The Bay of Napoli – The New Internationalist

An article inspired by the environmental disaster that occured when The Napoli ran aground on Branscombe Beach in the South West of England. It was published in the New Internationalist in February 2007.

Brief excerpt:

There was, briefly, something for everybody on Branscombe Beach. The Napoli, a container-ship out of Antwerp bound for Portugal and South Africa, had been crippled by a storm then deliberately run aground here, on the south-west coast of England, to prevent its sinking. A hundred containers were lost overboard and forty or so washed up on local beaches.

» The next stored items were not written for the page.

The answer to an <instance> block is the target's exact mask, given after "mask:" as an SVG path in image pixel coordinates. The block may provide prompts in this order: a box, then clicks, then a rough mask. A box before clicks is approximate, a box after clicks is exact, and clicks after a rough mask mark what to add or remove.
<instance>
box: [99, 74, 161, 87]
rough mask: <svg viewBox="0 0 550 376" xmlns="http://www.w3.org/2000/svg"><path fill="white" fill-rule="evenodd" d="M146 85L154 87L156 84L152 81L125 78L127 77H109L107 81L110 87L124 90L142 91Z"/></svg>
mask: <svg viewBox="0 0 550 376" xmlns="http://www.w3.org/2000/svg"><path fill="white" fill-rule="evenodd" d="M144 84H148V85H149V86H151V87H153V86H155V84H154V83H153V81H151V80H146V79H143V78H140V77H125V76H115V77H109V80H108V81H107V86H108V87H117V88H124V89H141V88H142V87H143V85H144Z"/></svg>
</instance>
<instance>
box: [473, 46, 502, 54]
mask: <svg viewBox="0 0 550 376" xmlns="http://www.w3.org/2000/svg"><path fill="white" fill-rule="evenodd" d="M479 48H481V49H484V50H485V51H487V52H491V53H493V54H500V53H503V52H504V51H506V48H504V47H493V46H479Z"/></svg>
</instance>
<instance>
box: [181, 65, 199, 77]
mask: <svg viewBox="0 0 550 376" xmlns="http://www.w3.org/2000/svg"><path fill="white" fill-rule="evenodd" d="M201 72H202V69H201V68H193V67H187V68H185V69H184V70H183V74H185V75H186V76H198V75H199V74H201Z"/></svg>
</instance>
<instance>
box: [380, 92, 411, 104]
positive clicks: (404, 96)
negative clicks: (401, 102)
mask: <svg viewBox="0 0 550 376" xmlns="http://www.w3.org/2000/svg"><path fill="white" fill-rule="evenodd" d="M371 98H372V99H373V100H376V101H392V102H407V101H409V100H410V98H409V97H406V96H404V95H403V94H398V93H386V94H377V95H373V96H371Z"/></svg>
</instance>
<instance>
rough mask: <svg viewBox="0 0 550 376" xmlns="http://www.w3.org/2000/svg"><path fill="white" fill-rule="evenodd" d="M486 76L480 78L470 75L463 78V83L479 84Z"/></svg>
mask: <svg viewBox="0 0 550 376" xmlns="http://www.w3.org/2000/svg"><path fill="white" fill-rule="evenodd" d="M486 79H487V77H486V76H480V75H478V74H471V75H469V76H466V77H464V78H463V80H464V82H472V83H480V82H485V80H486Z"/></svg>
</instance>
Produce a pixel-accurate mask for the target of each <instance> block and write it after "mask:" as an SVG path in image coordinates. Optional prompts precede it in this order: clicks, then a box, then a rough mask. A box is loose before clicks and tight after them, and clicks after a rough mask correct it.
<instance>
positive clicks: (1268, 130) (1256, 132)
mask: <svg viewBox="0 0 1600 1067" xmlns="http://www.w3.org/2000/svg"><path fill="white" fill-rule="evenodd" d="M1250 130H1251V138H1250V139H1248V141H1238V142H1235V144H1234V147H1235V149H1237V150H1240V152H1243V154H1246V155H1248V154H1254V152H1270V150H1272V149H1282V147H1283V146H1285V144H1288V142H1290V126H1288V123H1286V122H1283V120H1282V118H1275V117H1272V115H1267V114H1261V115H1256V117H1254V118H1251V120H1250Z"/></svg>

For several days BMW brake-pads rolled in the surf. The waves tinkled with fragments of sheet-metal. Packaging, sportswear, cosmetics, car-parts, maxi-packs of nappies, Bibles in many languages, lay strewn along the tide-line.

Nightmare

All this entitled this corner of the South West to more attention in a few days than it generally receives in a decade. In phone-ins on local radio stations pensioners berated the ‘organized gangs’ and other ‘non-Devon people’ who were responsible for the plundering, looting etc. A friend of mine bounced out of bed at daybreak to photograph the dozens of heart-shaped tins of chocolates that washed up, all coated in tar, 30 miles along the coast. Volunteers – presumably ‘strangers’ – helping with the clean-up offered them to each other with mock-Valentine’s Day sentiment.